Saturday, 30 March 2013
Cadet Loftus And Ensign Flandry
Blish's juvenile hero, the seventeen year old Jack Loftus, senior foreign service cadet in the department of the Secretary for Space, also contrasts with Poul Anderson's Dominic Flandry of Terrestrial Imperial Space Intelligence, especially since we first meet the latter as a seventeen year old Ensign.
Jack has read magazine fiction in which:
a terrestrial representative fights alien hordes with a hand gun;
space fleets fight between stars;
abduction, assassination and incitement to insurrect are regular tactics.

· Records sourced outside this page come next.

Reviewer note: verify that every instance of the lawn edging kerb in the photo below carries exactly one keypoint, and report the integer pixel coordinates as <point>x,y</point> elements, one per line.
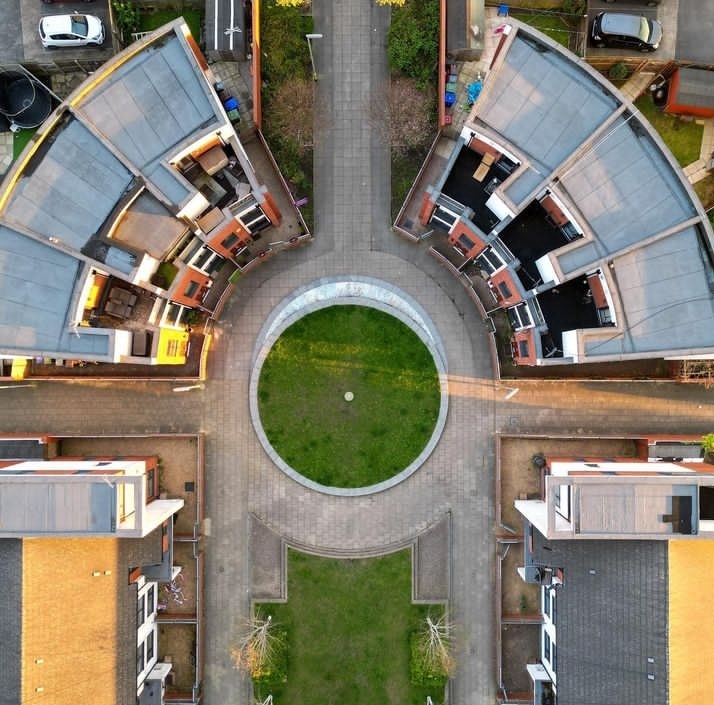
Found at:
<point>360,291</point>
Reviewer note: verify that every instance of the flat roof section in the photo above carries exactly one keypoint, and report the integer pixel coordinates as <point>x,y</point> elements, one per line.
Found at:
<point>75,189</point>
<point>627,191</point>
<point>36,285</point>
<point>151,104</point>
<point>57,507</point>
<point>147,225</point>
<point>542,102</point>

In other words, he seems to have read the Flandry series! In fact, it is possible that thirty seven years hence, Jack, due to be born in 2033, will read magazines of classic sf reprinting Poul Anderson.
Jack's temporary mentor, Dr Langer, comments, " 'Utter nonsense...' " (p. 49) and explains that:
space fleets would be unable to intercept each other or to fight if they met by chance but would each destroy the enemy's home planet, solving nothing;
" 'The essence of interstellar diplomacy is to make friends, not enemies.' " (p. 50)
This is indeed a direct reply to Heinlein but is also relevant to Flandry, though not, of course, to the entire range of Anderson's works.
Regular blog viewers might have noticed that I am trying simultaneously both to express my appreciation of James Blish's works and to hold the attention of those who prefer to read about Anderson! To me, it makes sense to read them together. Their main, though not their only, similarity is the precise combination of scientific information, extrapolation and speculation in their hard sf.
Also in their hard sf, each notably goes intergalactic for two volumes - Anderson, World Without Stars and Tau Zero; Blish, Earthman, Come Home and The Triumph Of Time.